Others will be best placed to tell you of your actual ferry's policy, I've done the trip to Jersey and back and there you went on as a vehicle. It sucks a bit if you have to wait about outside in the cold/wet with the cars while you're all waiting in the queue to drive up (car drivers being safely warm and so on in their cars; and also they can lock them up in the queue and go indoors to find a snack - harder to lock a bike when there's nothing about to lock it to!).
 

andym

Über Member
I wouldn't worry there will be plenty of staff to direct you.

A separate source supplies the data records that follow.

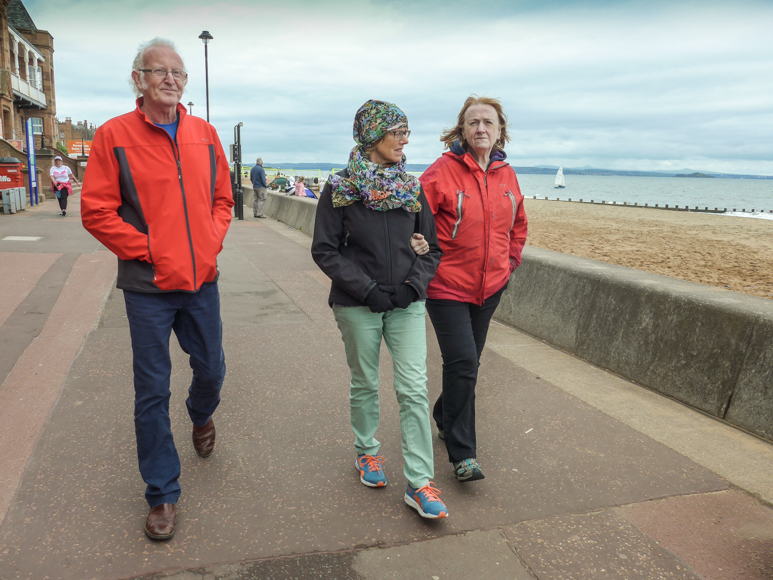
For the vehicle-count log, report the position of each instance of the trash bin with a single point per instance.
(12, 185)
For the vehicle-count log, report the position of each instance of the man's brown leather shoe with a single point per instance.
(161, 521)
(204, 439)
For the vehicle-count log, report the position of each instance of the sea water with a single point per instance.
(738, 196)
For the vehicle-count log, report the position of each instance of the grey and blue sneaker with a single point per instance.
(425, 500)
(370, 470)
(468, 470)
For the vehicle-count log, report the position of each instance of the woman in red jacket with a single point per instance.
(481, 228)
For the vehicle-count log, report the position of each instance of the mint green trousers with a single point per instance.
(403, 331)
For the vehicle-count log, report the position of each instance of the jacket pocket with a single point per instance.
(150, 256)
(515, 207)
(460, 195)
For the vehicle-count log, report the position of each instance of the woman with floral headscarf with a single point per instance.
(366, 218)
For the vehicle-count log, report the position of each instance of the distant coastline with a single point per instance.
(541, 170)
(696, 175)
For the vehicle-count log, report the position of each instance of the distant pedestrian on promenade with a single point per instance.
(300, 186)
(481, 227)
(157, 194)
(60, 182)
(259, 185)
(365, 220)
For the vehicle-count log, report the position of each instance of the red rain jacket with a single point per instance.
(481, 225)
(162, 206)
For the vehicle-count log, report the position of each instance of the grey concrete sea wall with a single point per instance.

You cycle through prettyuch everything, but expect to push/walk up the actual ramp onto the boat. With luck you'll be first on and first off.
 

jags

Guru
we cycled right to head of queue ,but fear not there's plenty of yellow coats to direct your every move.have a good one.
 

andrew_s

Guru
Location
Gloucester
Dover has painted lines to take cyclists on a different route to the ferry than the cars take, and different lines for different directions.
Most other places are go in with the cars, ride to the head of the queue (after the ticket check), and wait until the man tells you to board.
You usually board first, but will generally get held until last if the cars have started boarding when you get there (and occasionally even if not). I've disembarked last more often than I have first. This at least has the advantage that you don't spend the first few miles being overtaken by everyone else.
 

Arch

Married to Night Train
Location
Salford, UK
SavageHoutkop said:
harder to lock a bike when there's nothing about to lock it to!).
Recumbent trikes are the way to go....:biggrin:

We just did Portsmouth-Le Havre, and St Malo-Portsmouth, and each time we were directed to the head of the queue and went on in the earliest stages of loading. On the outward trip we just locked the trikes to each other and left them in the lane while we went for a coffee. Coming back we only had 15 mins or so to wait, so just sat there.

I've never ridden a two wheeler up the ramp and wouldn't fancy it - it's slippy and cross-hatched with ridges, so get off and push - the trikes are easy, if a little bumpy.

Once on, you'll either be left to tie your bike to a rail yourself, or a ferry crewman will do it - if you're precious about it, you may want to supervise, but a standard upright is something they are used to. It'll need to be tied up, in case of rolling about at sea.